Less than three weeks from the May 16 primary, 25% or more of privately polled voters say they are undecided.

“I’ve never seen anything like this so close to an election,” I was told by a long-time party walrus, who shared the results of several internal polls with me. I am among the undecided, and will explain why in a minute. 

Faced with near-certain defeat, it is hoped and believed, some candidates will exit and throw their support to other candidates. Example: Derek Green bowed out and endorsed his Northwest Coalition colleague, Cherelle Parker, making her the only Black candidate in the top tier.

Race matters, but it is not necessarily determinative. In the hotly contested 2015 mayor race, Jim Kenney won with an outright majority, in part because the mostly Black Northwest Coalition threw its support to him, rather than to Black state senator Anthony Hardy Williams. 

Jeff Brown and Allan Domb are the Big Business Boys, each middle aged, white, and moderate, and they have been beating each other up. 

In one widely circulated poll taken back in March, Brown was tied for the lead with Helen Gym at 16%. In a not released April poll, he had fallen to 11%, tied with Cherelle Parker in fourth place.

In that poll, Domb is in third place with 14%, nipping at Helen Gym’s heels with 15. 

And that was before Brown ran afoul of the Ethics Board.

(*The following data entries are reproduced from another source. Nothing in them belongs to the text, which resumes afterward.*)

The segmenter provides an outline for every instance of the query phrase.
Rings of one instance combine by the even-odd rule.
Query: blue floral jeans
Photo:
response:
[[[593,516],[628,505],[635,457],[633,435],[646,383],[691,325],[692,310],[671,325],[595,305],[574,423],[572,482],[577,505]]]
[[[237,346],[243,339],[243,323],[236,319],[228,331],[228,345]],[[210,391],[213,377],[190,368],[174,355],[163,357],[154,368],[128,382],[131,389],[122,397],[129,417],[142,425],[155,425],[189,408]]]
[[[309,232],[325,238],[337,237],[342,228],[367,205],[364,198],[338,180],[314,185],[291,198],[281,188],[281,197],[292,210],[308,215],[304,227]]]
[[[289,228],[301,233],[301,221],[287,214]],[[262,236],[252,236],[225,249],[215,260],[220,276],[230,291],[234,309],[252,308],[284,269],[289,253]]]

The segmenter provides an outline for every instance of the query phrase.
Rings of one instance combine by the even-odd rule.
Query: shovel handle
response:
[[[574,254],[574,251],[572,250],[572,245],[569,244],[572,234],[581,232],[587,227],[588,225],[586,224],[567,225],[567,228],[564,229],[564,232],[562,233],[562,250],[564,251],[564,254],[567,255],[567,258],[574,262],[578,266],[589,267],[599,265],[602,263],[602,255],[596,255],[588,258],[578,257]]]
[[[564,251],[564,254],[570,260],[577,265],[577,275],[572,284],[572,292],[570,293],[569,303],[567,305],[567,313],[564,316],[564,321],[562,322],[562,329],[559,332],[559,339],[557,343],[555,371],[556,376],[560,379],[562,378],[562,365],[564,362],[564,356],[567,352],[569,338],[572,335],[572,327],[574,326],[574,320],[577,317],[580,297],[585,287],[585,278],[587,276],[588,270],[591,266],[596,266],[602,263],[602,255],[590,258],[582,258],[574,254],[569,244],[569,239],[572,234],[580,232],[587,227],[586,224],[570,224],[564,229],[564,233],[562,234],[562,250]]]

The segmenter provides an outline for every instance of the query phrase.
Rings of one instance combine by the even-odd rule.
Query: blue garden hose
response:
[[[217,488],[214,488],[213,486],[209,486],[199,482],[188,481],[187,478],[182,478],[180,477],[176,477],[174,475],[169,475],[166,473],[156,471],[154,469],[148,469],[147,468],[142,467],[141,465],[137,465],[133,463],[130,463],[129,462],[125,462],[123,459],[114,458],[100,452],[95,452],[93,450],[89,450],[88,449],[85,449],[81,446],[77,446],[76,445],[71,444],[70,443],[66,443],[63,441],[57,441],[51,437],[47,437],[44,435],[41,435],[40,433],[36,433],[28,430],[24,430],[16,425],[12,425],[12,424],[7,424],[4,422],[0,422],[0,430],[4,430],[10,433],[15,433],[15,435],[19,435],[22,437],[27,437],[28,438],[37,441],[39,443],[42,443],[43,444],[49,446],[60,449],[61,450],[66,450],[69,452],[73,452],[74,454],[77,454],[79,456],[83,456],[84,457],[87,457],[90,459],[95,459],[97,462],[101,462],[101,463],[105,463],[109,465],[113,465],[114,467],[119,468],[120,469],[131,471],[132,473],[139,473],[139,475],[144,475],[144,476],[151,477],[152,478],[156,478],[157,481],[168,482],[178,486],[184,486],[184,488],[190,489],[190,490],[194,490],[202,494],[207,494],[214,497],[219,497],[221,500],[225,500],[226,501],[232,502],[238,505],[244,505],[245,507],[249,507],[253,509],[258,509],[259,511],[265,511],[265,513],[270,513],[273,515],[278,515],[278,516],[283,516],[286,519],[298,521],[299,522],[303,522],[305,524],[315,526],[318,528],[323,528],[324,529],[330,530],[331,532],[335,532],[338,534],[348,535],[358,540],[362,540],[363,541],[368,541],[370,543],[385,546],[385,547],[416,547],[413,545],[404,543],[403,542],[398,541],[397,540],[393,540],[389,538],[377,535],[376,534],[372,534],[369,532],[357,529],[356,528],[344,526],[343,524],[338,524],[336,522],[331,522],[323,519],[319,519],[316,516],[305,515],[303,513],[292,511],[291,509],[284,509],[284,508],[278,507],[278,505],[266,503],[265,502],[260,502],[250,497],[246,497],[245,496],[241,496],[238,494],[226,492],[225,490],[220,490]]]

Another private poll has Rhynhart leading with 20%, followed by Parker at 18%, Domb at 16%, Gym at 13%, Brown at 11%. 

Among nonprogressive Dems, an acronym is rising, one I already have been using: ABG — Anyone But Gym.

I am told a poll taken by the FOP, which endorsed Brown, has him around 10%. That’s a doom number.

If Brown believes the writing is on the wall, he may suspend his campaign, and endorse another candidate. Who? ABG.

Regardless of what he does, if he is believed to be fatally wounded, a chunk of his votes will go to Domb, his brother from another mother, with less going to Parker and Rhynhart.

This is why I am undecided. I have my mail ballot, but I am not filling it out until I see who has the best chance of beating Gym, who would be a disaster for Philadelphia. I will explain why in a future column.

Domb has been running a consistent third, it seems, while Rynhart and Parker each are rising, Gym seems stalled, and Brown is falling. Parker has received the official backing of the majority of the Wards, but watch out for election-day, money-fueled skullduggery.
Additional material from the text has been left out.